VMware Cloud Community
spetty7326
Contributor
Contributor

[Solved] iSCSI write performance to Openfiler 2.99 terrible, 2 MB/s

I've been struggling with a new Openfiler 2.99/ESXi 4.1 installation for several days, and  am in need of some further help or suggestions. My write performance  with an iSCSI volume to an ESXi 4.1 guest is about 2 MB/s.  Read  performance is fine at about 75 MB/s.  With write performance like that,  the machines are just crawling along.  I had a number of guest VMs  installed locally on the internal (non-RAID) HD of the host ESXi  machine, and was getting good performance - read and write in the 70  MB/s range.  When I migrated one over to the new OF setup, write  performance is essentially non-existent!
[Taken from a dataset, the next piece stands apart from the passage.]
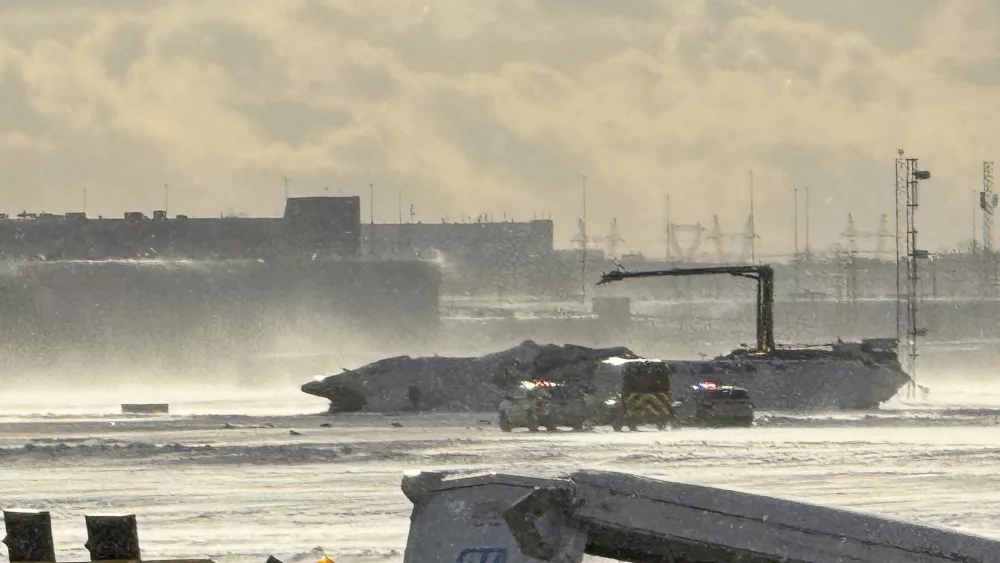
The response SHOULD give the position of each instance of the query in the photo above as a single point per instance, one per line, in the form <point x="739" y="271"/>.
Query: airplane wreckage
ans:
<point x="841" y="376"/>
<point x="497" y="518"/>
The server is a new HP  N40L, with (4) 2TB Seagate Barracude ST2000DL003-9VT1 drives.  6 GB of  RAM, and a 2-port BCM5709 gigabit NIC.  OF 2.99 is installed to a USB  drive, and as soon as it was installed I used the system update function  to update all packages.  OF is connected to the ESXi host through a  Trend S80 switch that supports jumbo frames, although I'm not using  them.  There's nothing else on the switch.

All 4 drives are  configured in a single volume group, RAID 5 w/ 5.73 TB of usable space.   There is currently only 1 iSCSI volume, 1 TB in size, and a single  LUN.  I checked hdparm locally on the OF box, and am getting buffered  disk reads of the individual disks of 145 MB/s.  Buffered reads from  /md0 are 320 MB/s. 
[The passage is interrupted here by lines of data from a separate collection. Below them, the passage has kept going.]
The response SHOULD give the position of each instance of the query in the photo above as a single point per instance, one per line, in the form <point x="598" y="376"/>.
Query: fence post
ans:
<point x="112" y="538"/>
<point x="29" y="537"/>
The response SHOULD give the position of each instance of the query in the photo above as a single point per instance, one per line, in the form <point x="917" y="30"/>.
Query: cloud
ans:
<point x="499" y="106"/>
I initially configured the vSwitch and  vmnic for jumbo frames, 9000 MTU.  During troubleshooting though I set  them back to 1500, and changed OF to 1500 to eliminate a jumbo frames  issue or a switch issue.  No improvement.
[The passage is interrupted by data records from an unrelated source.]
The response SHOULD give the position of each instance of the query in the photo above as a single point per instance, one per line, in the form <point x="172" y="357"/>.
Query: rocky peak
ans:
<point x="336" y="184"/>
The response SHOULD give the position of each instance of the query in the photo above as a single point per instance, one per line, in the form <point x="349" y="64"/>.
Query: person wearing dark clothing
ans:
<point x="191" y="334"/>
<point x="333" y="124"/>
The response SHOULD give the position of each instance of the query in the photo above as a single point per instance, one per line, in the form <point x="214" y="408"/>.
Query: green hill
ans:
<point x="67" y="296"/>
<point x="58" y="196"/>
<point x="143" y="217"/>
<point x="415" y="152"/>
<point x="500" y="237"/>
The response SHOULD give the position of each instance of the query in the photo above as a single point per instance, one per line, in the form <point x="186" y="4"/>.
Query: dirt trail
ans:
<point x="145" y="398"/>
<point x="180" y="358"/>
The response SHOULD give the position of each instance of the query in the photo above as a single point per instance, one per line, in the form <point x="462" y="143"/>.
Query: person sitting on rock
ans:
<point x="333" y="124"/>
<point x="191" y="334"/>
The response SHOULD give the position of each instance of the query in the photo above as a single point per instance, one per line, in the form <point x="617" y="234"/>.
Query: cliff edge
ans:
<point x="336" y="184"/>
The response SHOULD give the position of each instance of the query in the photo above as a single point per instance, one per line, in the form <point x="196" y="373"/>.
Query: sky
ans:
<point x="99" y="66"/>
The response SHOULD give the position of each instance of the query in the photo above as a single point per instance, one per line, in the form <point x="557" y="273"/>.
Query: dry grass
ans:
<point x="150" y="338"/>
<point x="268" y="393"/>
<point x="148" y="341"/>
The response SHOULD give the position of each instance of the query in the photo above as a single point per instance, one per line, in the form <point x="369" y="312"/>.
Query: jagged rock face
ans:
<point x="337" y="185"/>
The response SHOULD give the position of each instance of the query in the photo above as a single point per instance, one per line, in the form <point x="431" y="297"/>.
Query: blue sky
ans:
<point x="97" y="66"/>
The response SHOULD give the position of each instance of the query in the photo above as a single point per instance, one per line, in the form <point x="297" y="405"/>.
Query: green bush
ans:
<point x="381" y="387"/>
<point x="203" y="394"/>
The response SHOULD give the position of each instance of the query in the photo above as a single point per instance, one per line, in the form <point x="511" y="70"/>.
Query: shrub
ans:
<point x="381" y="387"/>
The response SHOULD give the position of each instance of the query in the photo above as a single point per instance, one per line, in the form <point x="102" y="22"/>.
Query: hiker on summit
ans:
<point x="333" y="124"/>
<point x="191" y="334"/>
I turned off flow  control for tx, rx, and autonegotiate.  No change.  I verified that all  of the iSCSI parameters in the software initiator match those in OF.  No  change.

I'm really out of ideas at this point.  Any suggestions for things to check/change would be greatly appreciated.

Reply
0 Kudos
9 Replies
TomHowarth
Leadership
Leadership

you do not say what type of disks you using,  Are they SAS, NL-SAS or SATA,  what spindle speed are they,

Tom Howarth VCP / VCAP / vExpert
VMware Communities User Moderator
Blog: http://www.planetvm.net
Contributing author on VMware vSphere and Virtual Infrastructure Security: Securing ESX and the Virtual Environment
Contributing author on VCP VMware Certified Professional on VSphere 4 Study Guide: Exam VCP-410
Reply
0 Kudos
spetty7326
Contributor
Contributor

Sorry about that.  The ST2000DL003 is 2TB, 5900 RPM, SATA 600 6Gbps.

Reply
0 Kudos
ASekora
Contributor
Contributor

Hi Spetty,

Although you're seeing that type of performance with hdparm, hdparm isn't a helpful test at all. 1) its only testing reads 2) its doing it sequentially, not randomly. A better test would be bonnie or similar.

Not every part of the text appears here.